Perhaps it would help to know what ingredients you've got lying around?


----------



## derbigofast (Dec 6, 2011)

carnauba bees wax coconut oil pine oil turps and more im just looking for any recipe even if i have to buy something else to make it work


----------



## sprocketser (Aug 4, 2012)

Interested as well , would be great to know .

Sub d by the way .


----------



## Obi- Dan Karnubi (Jun 16, 2011)

You've got ingrediants to make a useable wax there, just work on your % of your waxes/oils/solvents. Your cooling process can also determine how your wax turns out, ive been making waxes for a year now and only just got everything down right.


----------



## sprocketser (Aug 4, 2012)

Dan3.2 said:


> You've got ingrediants to make a useable wax there, just work on your % of your waxes/oils/solvents. Your cooling process can also determine how your wax turns out, ive been making waxes for a year now and only just got everything down right.


Hey great man ! Do you happen to have some links to these mate !


----------



## derbigofast (Dec 6, 2011)

to save more pondering i did some more research and my final recipe is mix 50g carnauba with 30g bees wax and melt together. mix 50ml linseed oil with 100ml white spirit and add slowly pour into double lined wax pot and leave on side to cool slowly with lid on but loose


----------



## sprocketser (Aug 4, 2012)

Any updates fella ! I mean pics or reviews .


----------



## sprocketser (Aug 4, 2012)

Any updates fella !


----------



## Wax Tec (Jun 19, 2013)

Have a play with your cooling methods. Try pouring it into your pot then putting the pot into hot water and leaving it to cool down slower. 

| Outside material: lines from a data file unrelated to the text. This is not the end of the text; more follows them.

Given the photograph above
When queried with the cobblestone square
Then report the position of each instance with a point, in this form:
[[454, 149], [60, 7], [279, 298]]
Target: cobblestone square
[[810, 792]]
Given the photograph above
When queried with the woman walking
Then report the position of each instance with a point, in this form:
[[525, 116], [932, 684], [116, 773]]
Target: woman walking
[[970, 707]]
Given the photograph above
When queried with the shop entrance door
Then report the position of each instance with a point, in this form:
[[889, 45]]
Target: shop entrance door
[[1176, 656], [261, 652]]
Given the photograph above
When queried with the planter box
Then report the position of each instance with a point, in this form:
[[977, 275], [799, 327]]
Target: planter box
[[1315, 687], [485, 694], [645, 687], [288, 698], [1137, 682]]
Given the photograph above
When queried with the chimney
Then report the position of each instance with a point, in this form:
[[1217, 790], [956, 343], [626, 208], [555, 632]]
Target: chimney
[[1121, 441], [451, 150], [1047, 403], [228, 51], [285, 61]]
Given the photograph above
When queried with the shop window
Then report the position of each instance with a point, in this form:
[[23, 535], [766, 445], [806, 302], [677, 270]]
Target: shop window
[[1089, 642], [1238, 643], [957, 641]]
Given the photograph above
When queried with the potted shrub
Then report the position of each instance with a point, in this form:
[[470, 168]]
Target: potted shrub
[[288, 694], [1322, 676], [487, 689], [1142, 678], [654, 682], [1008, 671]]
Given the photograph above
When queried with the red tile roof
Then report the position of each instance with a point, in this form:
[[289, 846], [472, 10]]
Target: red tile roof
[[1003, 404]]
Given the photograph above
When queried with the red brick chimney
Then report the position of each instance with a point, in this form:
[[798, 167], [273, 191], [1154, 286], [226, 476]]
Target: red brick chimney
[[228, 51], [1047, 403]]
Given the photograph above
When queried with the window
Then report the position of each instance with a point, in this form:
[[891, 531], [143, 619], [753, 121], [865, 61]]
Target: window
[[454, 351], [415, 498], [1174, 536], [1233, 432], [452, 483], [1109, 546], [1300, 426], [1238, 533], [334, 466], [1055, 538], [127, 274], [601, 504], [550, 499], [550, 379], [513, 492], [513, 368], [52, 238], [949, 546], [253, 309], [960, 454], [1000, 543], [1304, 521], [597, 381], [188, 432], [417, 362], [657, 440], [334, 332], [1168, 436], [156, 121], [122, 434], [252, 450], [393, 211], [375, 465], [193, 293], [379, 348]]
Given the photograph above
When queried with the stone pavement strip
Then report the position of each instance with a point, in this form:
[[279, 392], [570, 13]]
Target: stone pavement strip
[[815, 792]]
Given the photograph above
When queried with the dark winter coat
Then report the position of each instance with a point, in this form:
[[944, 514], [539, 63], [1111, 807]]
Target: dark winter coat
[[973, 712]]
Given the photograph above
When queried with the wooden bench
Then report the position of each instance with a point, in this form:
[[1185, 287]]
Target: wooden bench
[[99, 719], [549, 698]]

Your % looks about right (35% wax - 65% oils/solvents) is a good start.


----------



## derbigofast (Dec 6, 2011)

sprocketser said:


> Any updates fella ! I mean pics or reviews .


sorry no i will on my next pot i make for my father and im also going to try out colour and smell now im happy with my base wax


----------



## derbigofast (Dec 6, 2011)

ok my write up at last here we go lets start at the beginning 50g carnauba 33g bees wax in the pot 








now the 150ml of white spirit and 50ml of linseed oil mixed








now all the ingredients all melted together about an hour later








i then poured into old wax pot secured lid loosely and put in the airing cupboard to cool slowly








now the wax spread on the smart it went on nicely quite hard wax but i like it that way and slightly oily also personal preferance








now buffed and you can see it for yourself


----------



## JayOW (Dec 8, 2008)

You will struggle to get any smell added to your wax due to the white spirit, you will need a lot of scent oil to overpower the smell and this will affect the wax texture and other properties, Your on the right lines tho but try using a different solvent. One i never tried but was tempted by was ouderless turpenoid, might be worth a shot.


----------



## derbigofast (Dec 6, 2011)

it doesn't actually smell much of anything not even the white spirit but ive given up the idea of smell anywhays as i might just be feck*** it up but i have added colour in the form of candle dye chips worked a treat only problem it ended up barbie pink maybe ill try another colour next time


----------